9.2. リソース効率と開発者時間の最適化
Bar Schwartz:開発者にとって、コンテキストスイッチは非常に重要な何かであると思います。一つのIAMロールに行って1つから3つ、4つのことを修正するよう伝えることができれば、彼らはそのロールを理解し、誰がそれを使用しているか、どのような影響があるのかを理解する必要があります。彼らが実際の修正以外で行っていることがたくさんあり、もし一つの問題でロールに取り組み、そして1週間後に同じロールの別の問題に取り組む必要があるなら、このコンテキストスイッチ全体を節約しているのです。これはもう一つの非常に強力なことです。

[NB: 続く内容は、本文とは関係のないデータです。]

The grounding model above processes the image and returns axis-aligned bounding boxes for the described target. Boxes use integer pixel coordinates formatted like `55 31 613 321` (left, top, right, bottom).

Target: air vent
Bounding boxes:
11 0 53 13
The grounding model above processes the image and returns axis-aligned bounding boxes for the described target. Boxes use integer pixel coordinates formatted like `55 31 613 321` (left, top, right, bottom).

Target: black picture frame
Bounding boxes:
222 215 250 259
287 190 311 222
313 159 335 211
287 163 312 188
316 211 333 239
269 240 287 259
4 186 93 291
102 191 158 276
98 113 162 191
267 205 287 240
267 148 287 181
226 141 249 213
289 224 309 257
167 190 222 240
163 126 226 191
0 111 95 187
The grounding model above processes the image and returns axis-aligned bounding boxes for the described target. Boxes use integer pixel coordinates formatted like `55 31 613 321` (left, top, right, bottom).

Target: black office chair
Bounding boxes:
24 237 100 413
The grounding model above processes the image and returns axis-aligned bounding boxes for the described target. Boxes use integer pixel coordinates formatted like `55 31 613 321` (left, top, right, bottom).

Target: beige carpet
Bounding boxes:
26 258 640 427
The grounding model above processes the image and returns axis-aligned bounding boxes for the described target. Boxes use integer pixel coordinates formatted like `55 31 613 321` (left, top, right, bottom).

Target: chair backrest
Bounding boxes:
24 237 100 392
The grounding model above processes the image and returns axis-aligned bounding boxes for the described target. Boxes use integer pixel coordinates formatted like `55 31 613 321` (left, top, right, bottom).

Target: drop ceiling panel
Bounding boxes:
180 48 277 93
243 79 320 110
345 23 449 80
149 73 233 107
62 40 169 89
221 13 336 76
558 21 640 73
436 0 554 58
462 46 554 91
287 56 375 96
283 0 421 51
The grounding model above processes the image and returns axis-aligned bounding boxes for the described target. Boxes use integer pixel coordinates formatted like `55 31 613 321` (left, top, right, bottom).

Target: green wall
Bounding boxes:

Geoff Filippi:そうですね、相関関係と集約は本当に開発者がタスクを続けるのに役立ち、あちこち切り替える必要がありません。スプリングアップデートを100回行うのは大したことではないですが、100の異なる問題を解決するのは大きな違いです。
例えば、チームに「50のマイクロサービスがあり、各マイクロサービスでスプリングブートをアップグレードする必要がある」と伝える場合、いくつかやれば、残りはそれほど難しくありません。そして彼らは同じ精神状態にいます。しかし「多くの異なる問題があり、それらはあちこちにあり、その一部はあなたのチームのものでさえありません」と言うと、彼らは調査、調査、調査する必要があります。一度調査すれば、一度だけやりたいものです。
9.3. コンテキスト切り替えコストの削減
Bar Schwartz:完璧です。他に観客と共有したいことはありますか?
Geoff Filippi:脆弱性は非常に難しい作業であり、これらのものを修正するのは難しいですが、それをはるかに簡単にし、はるかに生産的にする方法があります。チームが苦労しているのを見るもう一つのことは、何をすべきか分からないということです。だから彼らは何もしません。彼らは多くの調査をしますが、何も修正していません。そして私たちの脆弱性プログラムで持っていた課題の一つは、「物事を修正し始めて、リスクを減らさなければならない。それから反復できる」ということです。リスクが減少するプロセスが必要で、それから反復できます。
Bar Schwartz:これで本セッションを終了したいと思います。今日参加してくださってありがとうございました。